Pilar do teatro moderno, o autor de 'O pai' expressou seu desajuste às convenções da época

TEXTO Fernando Monteiro

01 de Maio de 2012

August Strindberg

August Strindberg

Imagem Reprodução

"A sociedade é um asilo de loucos cujos guardiões são os oficiais da lei.” A definição é de August Strindberg, o gênio sueco falecido em 14 de maio de 1912, numa Suécia ainda mal-acostumada com o cidadão e o artista de opiniões firmes (e expressas sem meias palavras). Um autor mundialmente conhecido como escritor, ensaísta e, mais que tudo, um dos criadores do teatro moderno.

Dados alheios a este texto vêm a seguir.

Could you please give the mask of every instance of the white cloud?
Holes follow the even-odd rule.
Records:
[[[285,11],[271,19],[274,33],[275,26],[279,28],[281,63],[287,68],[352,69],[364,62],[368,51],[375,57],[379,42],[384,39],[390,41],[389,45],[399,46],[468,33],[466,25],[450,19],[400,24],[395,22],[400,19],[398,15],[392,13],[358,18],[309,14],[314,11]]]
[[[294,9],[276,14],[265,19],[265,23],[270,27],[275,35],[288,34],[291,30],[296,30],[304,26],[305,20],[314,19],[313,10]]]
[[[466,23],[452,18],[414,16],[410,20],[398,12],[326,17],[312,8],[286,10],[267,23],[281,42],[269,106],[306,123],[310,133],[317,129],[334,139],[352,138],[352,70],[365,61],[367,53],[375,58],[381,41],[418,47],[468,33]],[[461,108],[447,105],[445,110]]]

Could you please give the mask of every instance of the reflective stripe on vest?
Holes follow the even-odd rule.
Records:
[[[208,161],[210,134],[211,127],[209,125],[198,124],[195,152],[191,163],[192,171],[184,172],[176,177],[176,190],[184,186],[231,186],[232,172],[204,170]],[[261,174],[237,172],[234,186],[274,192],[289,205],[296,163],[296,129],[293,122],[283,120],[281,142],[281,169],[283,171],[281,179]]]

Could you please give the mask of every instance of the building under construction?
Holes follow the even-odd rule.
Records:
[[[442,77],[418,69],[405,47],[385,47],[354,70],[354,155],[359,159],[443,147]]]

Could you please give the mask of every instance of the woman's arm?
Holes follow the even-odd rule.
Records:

Nascido em Estocolmo, no dia 22 de janeiro de 1849, Johan August Strindberg foi aquele tipo de pessoa cujo molde parece, hoje, definitivamente perdido: o “homem de curiosidade”, modelo oriundo do caldo remoto da Renascença, ou seja, um inquieto fundamental e, no seu caso, ainda por cima avançado da Revolução Industrial que exacerbou o típico olhar leonardiano de quinhentistas preocupações multifocais. Tais carcterísticas fizeram desse escandinavo da têmpera dos Kierkegaard também um jornalista de olhar vigilante, crítico social e “curioso” versado tanto na ciência (Química e Medicina) quanto no jogo da política, sem mencionar certo gosto pelo ocultismo e, naturalmente, pelas questões estéticas em ebulição na sua época.

A irrequieta segunda metade do século 19 marcou a vida adulta do homem de letras, também pintor, e que, como novelista, se tornou um dos renovadores do idioma do país no qual o seu teatro íntimo surgiu escandalosamente, no nº 20 da Rua Norra Bantoget. Nele funcionou, entre 1907 e 1910, a casa de espetáculos cuja atração era fazer pensar (ao propor dilemas), e não expor dançarinas seminuas como as da Paris daquele tempo, nem revolver a importância de ser Ernesto numa Londres disposta a apreciar teatro nos limites da compostura burguesa, permitindo-se rir, no máximo, das tiradas dândis de Wilde (antes da prisão em Reading).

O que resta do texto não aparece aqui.